The Merriam Webster dictionary offers this instance:
: to form ears in growing
the rye should be earing up
Or:
⌜SECOND⌝MESSENGER
(FTLN 0467) [54] Caesar, I bring thee word
(FTLN 0468) [55] Menecrates and Menas, famous pirates,
(FTLN 0469) [56] Makes the sea serve them, which they earand
(FTLN 0470) [57] wound
(FTLN 0471) [58] With keels of every kind. Many hot inroads
(FTLN 0472) [59] They make in Italy—the borders maritime
(FTLN 0473) [60] Lack blood to think on ’t—and flush youth revolt.
William Shakespeare, Antony and Cleopatra (Folger Shakespeare Library, n.d.), 39.
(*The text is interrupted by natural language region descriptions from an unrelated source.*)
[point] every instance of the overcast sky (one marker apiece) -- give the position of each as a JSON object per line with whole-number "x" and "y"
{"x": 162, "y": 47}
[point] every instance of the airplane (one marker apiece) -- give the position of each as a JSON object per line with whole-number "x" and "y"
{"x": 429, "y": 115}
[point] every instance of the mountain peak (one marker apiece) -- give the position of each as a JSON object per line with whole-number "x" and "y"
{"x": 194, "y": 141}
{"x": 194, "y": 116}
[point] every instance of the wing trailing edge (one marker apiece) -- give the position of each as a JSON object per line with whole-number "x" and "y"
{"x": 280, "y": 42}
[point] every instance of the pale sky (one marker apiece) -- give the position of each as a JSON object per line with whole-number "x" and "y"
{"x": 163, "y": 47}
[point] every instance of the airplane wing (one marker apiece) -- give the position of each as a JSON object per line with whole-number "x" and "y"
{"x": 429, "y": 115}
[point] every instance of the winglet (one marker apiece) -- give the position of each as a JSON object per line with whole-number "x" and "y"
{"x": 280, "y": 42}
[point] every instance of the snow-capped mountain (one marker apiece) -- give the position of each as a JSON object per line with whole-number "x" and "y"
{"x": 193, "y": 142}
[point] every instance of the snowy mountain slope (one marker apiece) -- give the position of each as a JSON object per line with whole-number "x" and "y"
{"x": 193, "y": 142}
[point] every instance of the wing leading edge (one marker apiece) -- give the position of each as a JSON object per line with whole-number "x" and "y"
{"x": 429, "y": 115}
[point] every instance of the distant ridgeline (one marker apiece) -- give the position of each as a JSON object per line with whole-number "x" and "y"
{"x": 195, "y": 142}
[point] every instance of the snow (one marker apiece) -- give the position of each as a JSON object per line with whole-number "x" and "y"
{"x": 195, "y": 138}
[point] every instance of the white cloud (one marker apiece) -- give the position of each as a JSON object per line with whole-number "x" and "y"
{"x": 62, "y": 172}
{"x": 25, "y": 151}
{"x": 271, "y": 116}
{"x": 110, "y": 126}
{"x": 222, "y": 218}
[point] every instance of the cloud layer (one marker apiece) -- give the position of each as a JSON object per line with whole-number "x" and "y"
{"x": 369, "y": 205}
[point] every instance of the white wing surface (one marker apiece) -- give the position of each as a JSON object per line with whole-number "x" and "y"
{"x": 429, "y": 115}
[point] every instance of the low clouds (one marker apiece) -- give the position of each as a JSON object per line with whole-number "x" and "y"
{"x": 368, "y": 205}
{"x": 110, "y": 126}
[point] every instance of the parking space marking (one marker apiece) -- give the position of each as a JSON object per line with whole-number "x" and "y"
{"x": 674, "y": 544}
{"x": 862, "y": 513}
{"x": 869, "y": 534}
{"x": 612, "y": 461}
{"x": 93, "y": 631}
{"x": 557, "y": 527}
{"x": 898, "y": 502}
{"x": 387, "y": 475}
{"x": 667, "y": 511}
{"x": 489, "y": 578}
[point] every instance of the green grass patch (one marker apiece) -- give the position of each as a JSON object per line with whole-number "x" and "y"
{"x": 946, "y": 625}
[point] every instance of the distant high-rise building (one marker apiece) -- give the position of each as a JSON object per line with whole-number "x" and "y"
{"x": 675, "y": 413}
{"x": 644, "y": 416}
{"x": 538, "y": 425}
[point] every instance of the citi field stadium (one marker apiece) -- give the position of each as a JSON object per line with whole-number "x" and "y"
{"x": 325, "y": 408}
Therefore an “uneared womb” would be a woman who had not been “ploughed” – this matches the image of “tillage”. The image of the field from the previous Sonnet is here returned and applied to the potential mother.
So what woman is there who is so beautiful that she would refuse to be the mother of your children? (She does not want to a farmer in her field. I don’t image this imagery would be very welcome in conversation with a woman today – and I have no idea that it would have pleased a woman four hundred years ago. But he also was not writing to the woman).
[7] Or who is he so fond will be the tomb
[8] Of his self-love, to stop posterity?
“Fond” is an old fashioned word for foolish. It was used as late as Wordsworth, “What fond and foolish thoughts”.
Who is someone so foolish that he will be his own tomb, but refusing to bear children?
Third Stanza
This stanza picks up the elements of image from the first stanza and mother from the second stanza:
[9] Thou art thy mother’s glass, and she in thee
[10] Calls back the lovely April of her prime;
[11] So thou through windows of thine age shalt see,
[12] Despite of wrinkles, this thy golden time.
He himself is the image of his own mother – and replicates her spring. He is a joy to his own mother by recalling to her, her own “April of her prime”.
The “mirror” is here replicated and transformed into a “window” – glass being the common medium of both.
At present, he looks into a mirror and sees his own image. But with a child, he sees through the glass as a window into the image replicated in another human being. There is an advancement in the image.
The language of mother is used to put him into relation. He has come from a mother (like Eve having a son), and he will be like Adam replicating his image.
The Couplet:
[13] But if thou live remembered not to be,
[14] Die single, and thine image dies with thee.
If he dies single – without taking a mother to him – he will not be remembered. And that image in the mirror will be nothing being that image in the mirror. He can replicate his image in a mirror only as long as he lives. But he if has a child, the image is replicated outside of the mirror – it becomes visible through a window (as he was visible to his mother).